19 juillet 2009

Dépasser une journée difficile grâce à l'écriture de petits textes

Malgré ses récents progrès, Matthieu est encore extrêmement vulnérable à l'échec et ses angoisses reviennent souvent le hanter, surtout s'il est fatigué. Quand c'est le cas, c'est nerveusement épuisant pour Thierry et moi qui avons alors le sentiment que tout est à refaire.

Il y a un petit truc qui nous aide, à la fin d'une journée difficile, à évacuer les obsessions de Matthieu. Avant de se coucher, Matthieu vient avec moi au bureau; nous prenons une feuille et avec des feutres bien colorés, je rédige un petit texte récapitulant les épisodes autistiques de la journée en les dédramatisant. C'est parfois Matthieu lui-même qui me dicte les phrases. Comme il est toujours aussi friand de mots nouveaux, j'essaye d'en introduire pour capter son attention et la focaliser sur quelque chose de positif.
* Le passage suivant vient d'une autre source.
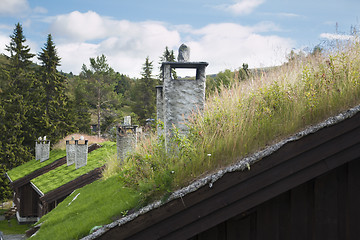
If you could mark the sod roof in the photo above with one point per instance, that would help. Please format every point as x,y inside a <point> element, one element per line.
<point>64,174</point>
Exemples de textes élaborés pour aider Matthieu à dépasser les évènements d'une journée :

1°) Matthieu joue bien au bowling, mais c'est un petit garçon, alors c'est normal qu'il perde quand il joue contre des adultes (= des grands comme papa et maman). Parfois, il peut quand même gagner ! Matt est TOUJOURS épatant, même quand il perd.
C'était avant-hier; nous avions emmené Matthieu au bowling pour travailler la motricité et il avait perdu, ce qui avait entraîné une crise difficilement gérable. Notons que le bruit n'avait pas semblé l'indisposer mais je crois que cette ambiance ultra-stimulante sur le plan sensoriel l'avait beaucoup fatigué.
Quand j'eus fini de rédiger ce petit texte, Matt m'en a réclamé un sur le golf. J'y ai introduit la notion "d'entraînement " sur laquelle Matthieu s'était braqué quelques heures auparavant :
Matt est un CHAMPION du mini-golf car il s'entraîne beaucoup : au mini-golf du parc, sur la Wii et sur l'ordinateur de mamie. Matt est un petit golfeur. [j'ai barré cette phrase à la demande de Matthieu] Oups ! Matt est un GRAND GOLFEUR !

2°) Une contre-performance : c'est quand on fait moins bien que d'habitude. Cela peut arriver à tout le monde. C'est comme un accident. La fois suivante, on fait mieux !
Ici, Matthieu a adoré le mot "contre-performance". Je lui en ai exliqué le sens; il l'a cherché dans le dictionnaire, ce qui constitue un bon exercice pour l'école. Les jours suivants, il l'a réinvesti. Je me rends bien compte qu'on ne peut pas transformer Matt en bon perdant du jour au lendemain à coup de petits textes comme ceux que j'ai reproduits ci-dessus, mais cela l'aide à ne pas abandonner. Malgré l'échec, il recommence alors que par nature, il opterait plutôt pour l'évitement.

Au total, ces petits trucs marchent bien (on n'en parle plus le lendemain matin, une fois que la nuit a permis de tout décanter) mais le problème, c'est qu'en période de fatigue, une nouvelle obsession en chasse une autre...
La fatigue fragilise beaucoup Matthieu. Il doit se contrôler en permanence et c'est très dur. Dans les témoignages d'autistes que j'ai lus, les auteurs évoquent cette fatigue. C'est logique; en tant qu'épileptique, je connais cela également. Quand je suis malade, quand je reste trop longtemps devant mon écran d'ordinateur, quand je veille trop tard, mes myoclonies réapparaissent malgré le traitement.

A noter : la boîte à autisme -qui relève du même genre de procédé que les petits textes du soir- est transposable partout où nous allons, sous forme de "poubelle avaleuse d'autisme" (la poubelle de nos amis, il y a quinze jours, celle de mes parents cette semaine...). Les poubelles engloutissent des papiers où sont consignés les sujets qui préoccupent Matthieu jusqu'à l'obsession, au point de le pousser au retrait.
Exemple de petit papier : "je n'arrive pas à faire du vélo alors que Louis y arrive". Il y a quinze jours, préoccupé par ce fait, Matthieu s'était recroquevillé dans un fauteuil, les yeux vides. Une fois le petit papier rédigé et englouti par la poubelle, nous avons eu une discussion sur les talents de Matt (il joue du violon et Louis pas...), ce qui l'a remis sur les rails pour le reste de la journée.